Wed Dec 23 12:33:21 GMT 2020

On Tue, Dec 22, 2020 at 12:41:50PM +0100, Florian Weimer via Libc-alpha wrote:
> * Adhemerval Zanella:
> 
> >> I think we generally use int for file descriptors, following POSIX.
> >
> > The Linux interface uses unsigned integer, meaning that negative values
> > won't really trigger an invalid usage (kernel will return EINVAL if 
> > second argument is larger than first one though).
> >
> > I would prefer for syscall wrapper to be close as possible of the kernel
> > interface, otherwise it would require to add additional semantic to
> > handle potential pitfall cases.
> >
> > On this case, if we go for 'int' as argument should we return EBADF 
> > for invalid handles?
> 
> Hmm.  I think unsigned int is needed for ~0U to work, which is what you
> used in the tests.  If that's what applications use today when issuing
> the syscall directly, I think we need to stick to unsigned int.

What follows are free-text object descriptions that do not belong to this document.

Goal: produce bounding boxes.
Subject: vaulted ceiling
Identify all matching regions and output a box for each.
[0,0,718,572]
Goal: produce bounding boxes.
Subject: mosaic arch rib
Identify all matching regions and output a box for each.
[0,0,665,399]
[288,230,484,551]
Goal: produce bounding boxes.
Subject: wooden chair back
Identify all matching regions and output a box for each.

For the record, the initial reason we chose unsigned int for
close_range() was that the close() syscall uses unsigned int too:

SYSCALL_DEFINE1(close, unsigned int, fd)
SYSCALL_DEFINE3(close_range, unsigned int, fd, unsigned int, max_fd,
		unsigned int, flags)

Furthermore, the kernel doesn't care whether the fd is negative. It
simply checks whether the passed in fd number falls within the possible
range of the fdtable, i.e. fd < fdt->max_fds. If the passed-in fd falls
within the possible range that the fdtable can handle it will check
whether there's a file open at that position in the fdtable, i.e. from
the kernel's perspective "negative" fd values aren't special in any way.

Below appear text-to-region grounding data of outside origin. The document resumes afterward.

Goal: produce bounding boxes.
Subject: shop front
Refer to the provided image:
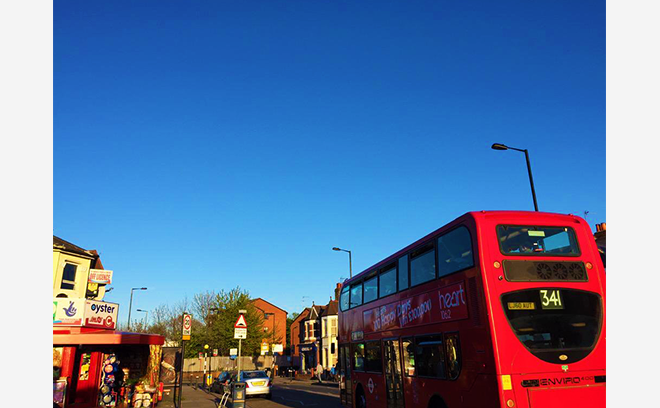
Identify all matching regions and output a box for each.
[54,327,165,408]
[53,298,164,407]
[298,343,317,373]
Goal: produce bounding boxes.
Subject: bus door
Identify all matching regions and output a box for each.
[340,344,353,407]
[383,339,404,408]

But from what I can tell a lot of (non-libc) userspace isn't aware of
the fact that the kernel uses unsigned int which can lead to some
confusion. A little while ago I had to talk to Lennart about this when
they added support for close_range() which they had been waiting for.
Their syscall wrapper is now documented with:

/* Kernel-side the syscall expects fds as unsigned integers (just like close() actually), while
 * userspace exclusively uses signed integers for fds. We don't know just yet how glibc is going to
 * wrap this syscall, but let's assume it's going to be similar to what they do for close(),
 * i.e. make the same unsigned → signed type change from the raw kernel syscall compared to the
 * userspace wrapper. There's only one caveat for this: unlike for close() there's the special
 * UINT_MAX fd value for the 'end_fd' argument. Let's safely map that to -1 here. And let's refuse
 * any other negative values. */
https://github.com/systemd/systemd/commit/441e0fdb900b49888fb6d7901a2b5aa92c0a2017

Christian